Via Togliatti è diventata teatro di un episodio che ha scosso la comunità locale: la Questura di Roma ha sospeso per dieci giorni la licenza a un minimarket, colpevole di aver venduto alcolici a minorenni. Un provvedimento che accende i riflettori su un problema sempre più allarmante.
«È inaccettabile che i nostri ragazzi possano accedere così facilmente ad alcolici», ha dichiarato Lorenzo, un padre di famiglia che vive nel quartiere. E in effetti, sono molti i cittadini che da tempo segnalano situazioni preoccupanti legate al consumo di alcol tra i giovani. Le segnalazioni crescono e le norme sembrano non bastare. Ma che cosa accade davvero nel cuore popolare di questa zona?
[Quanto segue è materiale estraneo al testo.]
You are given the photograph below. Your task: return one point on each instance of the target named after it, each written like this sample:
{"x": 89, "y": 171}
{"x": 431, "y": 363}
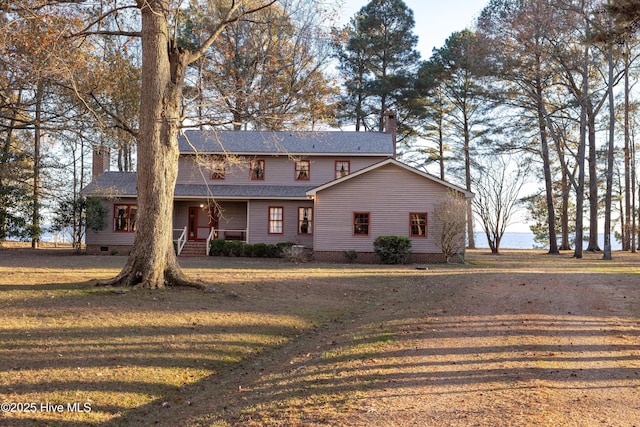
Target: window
{"x": 257, "y": 170}
{"x": 342, "y": 168}
{"x": 275, "y": 220}
{"x": 305, "y": 220}
{"x": 302, "y": 170}
{"x": 217, "y": 168}
{"x": 418, "y": 222}
{"x": 361, "y": 223}
{"x": 124, "y": 218}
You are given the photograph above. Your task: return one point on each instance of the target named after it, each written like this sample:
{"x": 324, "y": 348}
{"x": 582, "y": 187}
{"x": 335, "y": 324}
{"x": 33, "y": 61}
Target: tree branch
{"x": 228, "y": 19}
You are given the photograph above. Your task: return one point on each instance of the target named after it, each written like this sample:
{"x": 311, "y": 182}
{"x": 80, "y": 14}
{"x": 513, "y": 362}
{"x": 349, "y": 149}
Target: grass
{"x": 125, "y": 353}
{"x": 63, "y": 340}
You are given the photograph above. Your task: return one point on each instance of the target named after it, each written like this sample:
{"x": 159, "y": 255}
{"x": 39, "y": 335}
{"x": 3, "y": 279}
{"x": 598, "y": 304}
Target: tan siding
{"x": 259, "y": 222}
{"x": 279, "y": 170}
{"x": 107, "y": 236}
{"x": 389, "y": 194}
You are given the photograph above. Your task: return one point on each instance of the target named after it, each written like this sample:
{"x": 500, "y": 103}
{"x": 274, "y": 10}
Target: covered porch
{"x": 197, "y": 222}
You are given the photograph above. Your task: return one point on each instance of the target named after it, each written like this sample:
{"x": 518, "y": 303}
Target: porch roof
{"x": 123, "y": 184}
{"x": 185, "y": 191}
{"x": 286, "y": 143}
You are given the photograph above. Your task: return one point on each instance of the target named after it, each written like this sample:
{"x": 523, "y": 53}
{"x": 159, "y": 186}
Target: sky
{"x": 435, "y": 19}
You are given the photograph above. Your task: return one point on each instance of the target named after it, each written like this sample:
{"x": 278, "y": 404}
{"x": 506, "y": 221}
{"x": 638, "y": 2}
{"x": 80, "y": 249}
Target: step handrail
{"x": 182, "y": 240}
{"x": 209, "y": 237}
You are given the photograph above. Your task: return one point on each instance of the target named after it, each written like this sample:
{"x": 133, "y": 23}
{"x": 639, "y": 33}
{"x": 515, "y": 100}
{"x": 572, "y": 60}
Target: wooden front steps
{"x": 193, "y": 248}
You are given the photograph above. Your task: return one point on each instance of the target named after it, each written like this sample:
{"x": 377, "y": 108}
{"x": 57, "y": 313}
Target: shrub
{"x": 215, "y": 247}
{"x": 392, "y": 249}
{"x": 259, "y": 249}
{"x": 350, "y": 256}
{"x": 294, "y": 253}
{"x": 282, "y": 246}
{"x": 271, "y": 250}
{"x": 247, "y": 249}
{"x": 233, "y": 247}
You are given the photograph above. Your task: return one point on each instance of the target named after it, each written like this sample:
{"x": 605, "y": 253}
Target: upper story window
{"x": 342, "y": 168}
{"x": 361, "y": 223}
{"x": 124, "y": 218}
{"x": 305, "y": 220}
{"x": 302, "y": 170}
{"x": 418, "y": 224}
{"x": 257, "y": 170}
{"x": 276, "y": 220}
{"x": 217, "y": 168}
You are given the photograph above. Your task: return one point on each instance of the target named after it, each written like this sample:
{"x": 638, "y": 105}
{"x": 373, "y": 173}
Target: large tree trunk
{"x": 608, "y": 195}
{"x": 593, "y": 182}
{"x": 153, "y": 263}
{"x": 546, "y": 162}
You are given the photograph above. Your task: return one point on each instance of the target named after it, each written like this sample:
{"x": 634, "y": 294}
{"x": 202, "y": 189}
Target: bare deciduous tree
{"x": 450, "y": 224}
{"x": 497, "y": 189}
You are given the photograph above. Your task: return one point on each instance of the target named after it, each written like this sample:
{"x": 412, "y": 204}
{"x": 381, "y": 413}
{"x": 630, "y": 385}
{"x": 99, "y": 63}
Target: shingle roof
{"x": 309, "y": 143}
{"x": 112, "y": 184}
{"x": 123, "y": 184}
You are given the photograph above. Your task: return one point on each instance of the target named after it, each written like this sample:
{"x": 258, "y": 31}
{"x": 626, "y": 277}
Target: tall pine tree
{"x": 379, "y": 64}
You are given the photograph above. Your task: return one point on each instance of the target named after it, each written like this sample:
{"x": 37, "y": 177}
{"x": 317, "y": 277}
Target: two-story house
{"x": 328, "y": 191}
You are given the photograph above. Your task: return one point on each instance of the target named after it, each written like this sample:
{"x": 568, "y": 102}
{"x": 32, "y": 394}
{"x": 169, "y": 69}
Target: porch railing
{"x": 182, "y": 240}
{"x": 209, "y": 237}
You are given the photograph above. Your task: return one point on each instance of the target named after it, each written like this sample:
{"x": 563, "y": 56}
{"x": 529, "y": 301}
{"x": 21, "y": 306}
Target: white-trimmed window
{"x": 305, "y": 220}
{"x": 276, "y": 219}
{"x": 302, "y": 170}
{"x": 361, "y": 223}
{"x": 217, "y": 168}
{"x": 124, "y": 217}
{"x": 343, "y": 168}
{"x": 257, "y": 170}
{"x": 418, "y": 224}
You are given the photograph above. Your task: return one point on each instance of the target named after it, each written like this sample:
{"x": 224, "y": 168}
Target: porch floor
{"x": 194, "y": 248}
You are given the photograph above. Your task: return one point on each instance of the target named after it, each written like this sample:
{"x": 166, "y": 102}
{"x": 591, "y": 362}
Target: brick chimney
{"x": 101, "y": 160}
{"x": 391, "y": 126}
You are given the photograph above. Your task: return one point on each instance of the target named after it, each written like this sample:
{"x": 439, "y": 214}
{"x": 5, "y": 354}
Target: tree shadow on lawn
{"x": 70, "y": 342}
{"x": 418, "y": 349}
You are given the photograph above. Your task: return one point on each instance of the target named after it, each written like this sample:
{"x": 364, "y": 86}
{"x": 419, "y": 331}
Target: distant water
{"x": 524, "y": 240}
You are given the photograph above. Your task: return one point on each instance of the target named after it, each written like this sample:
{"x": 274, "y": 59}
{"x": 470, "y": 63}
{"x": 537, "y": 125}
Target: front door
{"x": 201, "y": 220}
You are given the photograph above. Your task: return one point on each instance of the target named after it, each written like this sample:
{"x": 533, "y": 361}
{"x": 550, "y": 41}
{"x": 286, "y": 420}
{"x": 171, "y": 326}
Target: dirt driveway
{"x": 517, "y": 340}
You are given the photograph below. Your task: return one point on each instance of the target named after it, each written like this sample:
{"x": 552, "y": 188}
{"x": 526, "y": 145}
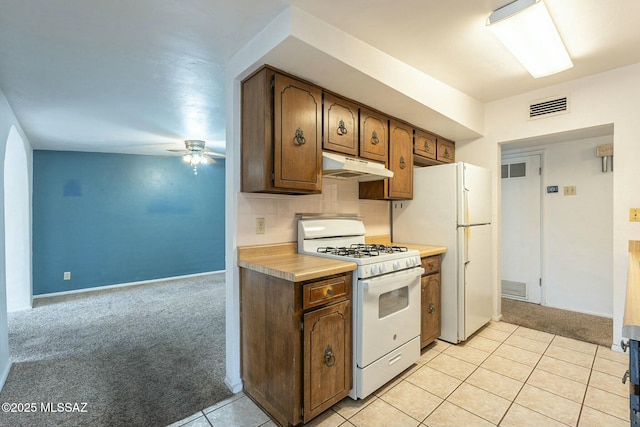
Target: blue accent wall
{"x": 120, "y": 218}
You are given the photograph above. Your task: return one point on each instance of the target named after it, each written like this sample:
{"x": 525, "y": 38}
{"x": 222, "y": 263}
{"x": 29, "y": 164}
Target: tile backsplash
{"x": 338, "y": 196}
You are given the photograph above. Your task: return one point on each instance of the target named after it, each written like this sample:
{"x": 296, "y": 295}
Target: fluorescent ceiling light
{"x": 527, "y": 31}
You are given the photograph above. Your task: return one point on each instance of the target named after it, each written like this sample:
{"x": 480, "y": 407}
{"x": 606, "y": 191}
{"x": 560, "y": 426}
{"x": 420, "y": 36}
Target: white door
{"x": 521, "y": 194}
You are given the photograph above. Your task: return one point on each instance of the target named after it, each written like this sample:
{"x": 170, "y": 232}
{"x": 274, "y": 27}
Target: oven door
{"x": 387, "y": 313}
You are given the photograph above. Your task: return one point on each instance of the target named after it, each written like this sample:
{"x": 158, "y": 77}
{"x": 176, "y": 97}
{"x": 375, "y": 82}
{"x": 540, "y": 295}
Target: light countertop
{"x": 283, "y": 262}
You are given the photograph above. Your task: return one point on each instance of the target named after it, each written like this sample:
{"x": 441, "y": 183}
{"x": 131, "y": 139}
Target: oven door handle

I residenti raccontano storie di giovanissimi che, dopo aver fatto la spesa, si ritrovano a gustare birre e cocktail tra le aiuole di un parco vicino. «Non è solo un problema di alcol, ma di educazione e sicurezza», aggiunge Giulia, un’insegnante che ama passeggiare in quella zona. Sono parole che rimbalzano, facendo eco tra le strade e i negozi.
La sospensione della licenza è solo un passo. Molti chiedono interventi più incisivi. In questo momento di tensione, si avverte la necessità di un’alleanza tra istituzioni e cittadini. «Dobbiamo fare di più», afferma un membro del comitato di quartiere, con la voce carica di determinazione.
Eppure, persiste una domanda cruciale: come garantire una vera tutela dei più giovani senza penalizzare chi cerca solo di lavorare onestamente? Questa situazione getta una luce inquietante sul rapporto tra comunità e commercio. Le misure adottate serviranno davvero a fermare il problema e a costruire un futuro migliore per i ragazzi di Roma?
La questione rimane aperta, avvolta da una palpabile urgenza. E voi, cosa ne pensate?